Last February, the executive directors of Telefónica, Deutsche Telekom, Vodafone and Orange published a joint letter asking that the large content platforms “contribute to the cost of the European digital infrastructure that carries their services”. This old aspiration has finally found an answer in Margrethe Vestager, executive vice president of the European Commission and head of Competition, who is evaluating whether technology companies should contribute to paying for the network that uses their services so much.

“I think that the fair contribution in telecommunications networks is an issue that we must address very carefully,” says Margrethe Vestager in statements collected by Reuters. “We see that there are actors that generate a large amount of traffic that allows their business but do not contribute to enable that traffic.
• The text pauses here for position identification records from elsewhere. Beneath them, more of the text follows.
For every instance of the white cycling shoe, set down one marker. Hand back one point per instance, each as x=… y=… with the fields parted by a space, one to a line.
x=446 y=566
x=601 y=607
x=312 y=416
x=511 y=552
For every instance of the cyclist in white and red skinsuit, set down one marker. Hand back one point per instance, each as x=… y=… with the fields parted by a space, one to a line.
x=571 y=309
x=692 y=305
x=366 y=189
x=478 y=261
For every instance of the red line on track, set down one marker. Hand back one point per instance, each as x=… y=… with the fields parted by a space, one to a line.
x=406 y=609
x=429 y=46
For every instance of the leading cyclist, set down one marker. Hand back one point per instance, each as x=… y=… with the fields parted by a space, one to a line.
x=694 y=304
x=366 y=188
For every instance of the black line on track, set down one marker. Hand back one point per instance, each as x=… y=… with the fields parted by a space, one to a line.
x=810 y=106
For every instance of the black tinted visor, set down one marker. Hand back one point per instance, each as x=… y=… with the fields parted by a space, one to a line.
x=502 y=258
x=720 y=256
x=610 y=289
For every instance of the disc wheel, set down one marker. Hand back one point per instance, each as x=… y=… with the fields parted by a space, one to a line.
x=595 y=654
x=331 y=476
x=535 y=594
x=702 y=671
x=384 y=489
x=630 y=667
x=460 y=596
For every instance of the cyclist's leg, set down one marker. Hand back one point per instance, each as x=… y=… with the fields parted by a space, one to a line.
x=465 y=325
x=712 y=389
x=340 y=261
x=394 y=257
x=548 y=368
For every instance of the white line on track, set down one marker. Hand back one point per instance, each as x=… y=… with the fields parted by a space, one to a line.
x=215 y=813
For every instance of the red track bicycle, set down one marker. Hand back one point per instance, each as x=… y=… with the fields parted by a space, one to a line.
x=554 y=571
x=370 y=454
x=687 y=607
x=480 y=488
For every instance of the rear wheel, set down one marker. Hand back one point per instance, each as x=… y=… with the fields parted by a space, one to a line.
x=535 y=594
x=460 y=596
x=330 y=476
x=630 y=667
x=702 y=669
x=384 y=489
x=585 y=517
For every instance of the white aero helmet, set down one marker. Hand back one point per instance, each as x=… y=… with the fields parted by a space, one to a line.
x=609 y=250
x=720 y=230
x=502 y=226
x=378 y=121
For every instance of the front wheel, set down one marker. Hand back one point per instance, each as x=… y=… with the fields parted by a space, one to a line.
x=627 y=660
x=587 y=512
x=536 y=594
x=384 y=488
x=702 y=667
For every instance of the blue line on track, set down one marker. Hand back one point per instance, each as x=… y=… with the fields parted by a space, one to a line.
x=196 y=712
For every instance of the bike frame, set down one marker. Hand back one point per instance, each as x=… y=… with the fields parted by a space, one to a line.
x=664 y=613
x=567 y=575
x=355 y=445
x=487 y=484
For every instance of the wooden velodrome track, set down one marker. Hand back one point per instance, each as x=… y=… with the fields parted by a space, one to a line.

They have not provided investments for the deployment of connectivity.” Vestager adds that they are studying the evolution of traffic and how to make the technological giants contribute to the cost of the networks.

Vestanger’s statements come a day after ETNO, a lobby that represents Europe’s large operators, has published an analysis where it talks about the socio-economic benefits that a “fairer balance between technology giants and telecommunications operators would bring.” ”. This report echoes a study that states that 56.96% of global traffic is generated by the big six, that is, Google, Facebook, Apple, Amazon, Microsoft and Netflix, six US technology giants.

Another of the reports referred to by ETNO and which has been supported by Orange, Deutsche Telekom, Telefónica and Vodafone, adds that OTT traffic alone generates annual costs of between 36,000 and 40,000 million euros for the Union’s telcos European.

ETNO’s analysis ensures that putting a solution to this situation could produce “substantial” socioeconomic benefits. By way of example, he states that if the big technology companies contribute 20 billion euros a year to the development of the network infrastructure, a boost of 72 billion euros would be given to the economy of the European Union. ETNO concludes that a “direct enforcement tool” must be found to ensure that OTTs contribute “fairly and proportionally” to the cost of networks.